A small library for publishing metrics when running a workflow using the Benchmark AI infrastructure.
# Installation
```
pip install benchmarkai-client-lib
```
# API
The library provides a single method:
```
def emit(metrics: Dict[str, float])
```
PS: This library also works with Python 2, which has no type system.
## Example usage
```python
from benchmarkai import emit
def my_fancy_benchmark():
import time
begin = time.time()
for epoch in range(100):
execute_training()
elapsed_time = time.time() - begin
emit({"alexnet.batchsize16.latency": elapsed_time})
```
## Performance
As the author you don't need to worry about `emit()` being slow since it does 2 things:
- serializes `metrics` into JSON
- writes this string into a file (see the internal details)
So it will be as slow as these operations can be, which are quite fast.
## Accepted values
The dictionary provided by the `metrics` parameter is in the form:
`"metric-name" => value`
- `metric-name` is a `string`
- `value` is a `float`
# Running tests
To set up the environment to run the tests, the file `test-environment.yml` is provided. This conda environment file
has all dependencies required to run the tests.
```
$ conda env create -f test-environment.yml
$ conda activate benchmark-ai-client-library-tests
$ tox
```
# Internal details
## Modes
The library can be used in these modes as of now:
1. Stdout printing (this is the **default** mode)
1. Benchmark AI infrastructure
To control which behavior is desired, the environment variable `BENCHMARK_AI` can be set to one of the values:
- `stdout`: The **default** mode. In this configuration, the `emit()` method is equivalent to:
```python
def emit(metrics):
import json
print(json.dumps(metrics))
```
- `fifo`: When running inside Benchmark AI infrastructure this is the mode used.
### Fifo mode
In this mode, the `emit()` method writes JSON string to a file that was created as a
[named pipe](https://docs.python.org/3.7/library/os.html#os.mkfifo). It does **NOT** write to `stdout`.
Keep in mind that the client library does **NOT** create the *named pipe* file, this is delegated to the
"daemon process", which will be running alongside the benchmark process in the Benchmark AI infrastructure.
The daemon process is responsible to:
- create the *named pipe*
- read the contents from this pipe
- post the contents of this pipe to the metrics servers (eg.: Elastic Search, Cloudwatch, etc.)
The first time that `emit()` is called, it checks for the existence of the file and uses that. If it doesn't exist, it
waits for some time before giving up and throwing an exception `FifoNotCreatedInTimeError`.
#### Fifo mode configurations
These environment variables control the behavior of the client library:
- `BENCHMARK_AI_FIFO_FILEPATH`: The path to the file that will be created as a *named pipe*.
Default value: `/tmp/benchmark-ai-fifo`
- `BENCHMARK_AI_FIFO_MAX_WAIT_TIME`: The maximum amount of time that the client library will wait for the
*named pipe file* to be created.
Type is **float**, unit is **seconds**, default value: `10`.

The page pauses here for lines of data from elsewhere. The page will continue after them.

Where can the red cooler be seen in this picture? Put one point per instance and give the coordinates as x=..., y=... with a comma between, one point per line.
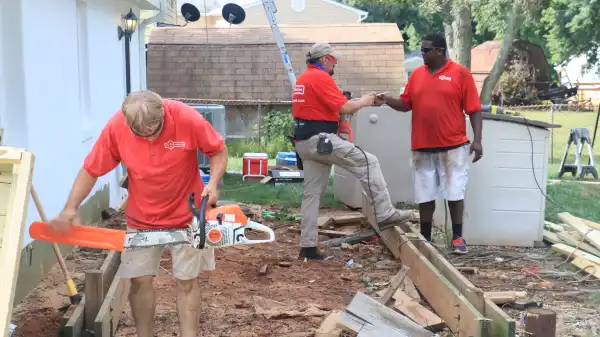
x=255, y=165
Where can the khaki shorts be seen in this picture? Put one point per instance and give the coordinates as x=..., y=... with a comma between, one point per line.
x=187, y=261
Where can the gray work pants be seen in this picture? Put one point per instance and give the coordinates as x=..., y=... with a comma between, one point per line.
x=317, y=169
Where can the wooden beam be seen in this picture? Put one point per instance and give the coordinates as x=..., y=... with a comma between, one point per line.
x=501, y=324
x=446, y=300
x=105, y=323
x=11, y=231
x=74, y=320
x=377, y=314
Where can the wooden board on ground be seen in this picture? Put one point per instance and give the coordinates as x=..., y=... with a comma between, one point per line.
x=16, y=170
x=329, y=326
x=591, y=235
x=105, y=323
x=377, y=314
x=500, y=323
x=343, y=218
x=446, y=300
x=418, y=313
x=568, y=250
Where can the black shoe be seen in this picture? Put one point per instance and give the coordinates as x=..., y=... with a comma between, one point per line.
x=311, y=253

- `BENCHMARK_AI_FIFO_WAIT_TIME_STEP`: The amount of time between each check that the client library will wait before
checking for the existence of the *named pipe file* again.
Type is **float**, unit is **seconds**, default value: `0.5`.
**IMPORTANT**: These environment variables are for internal usage of the Benchmark AI infrastructure. They are listed
here for documentation purposes only.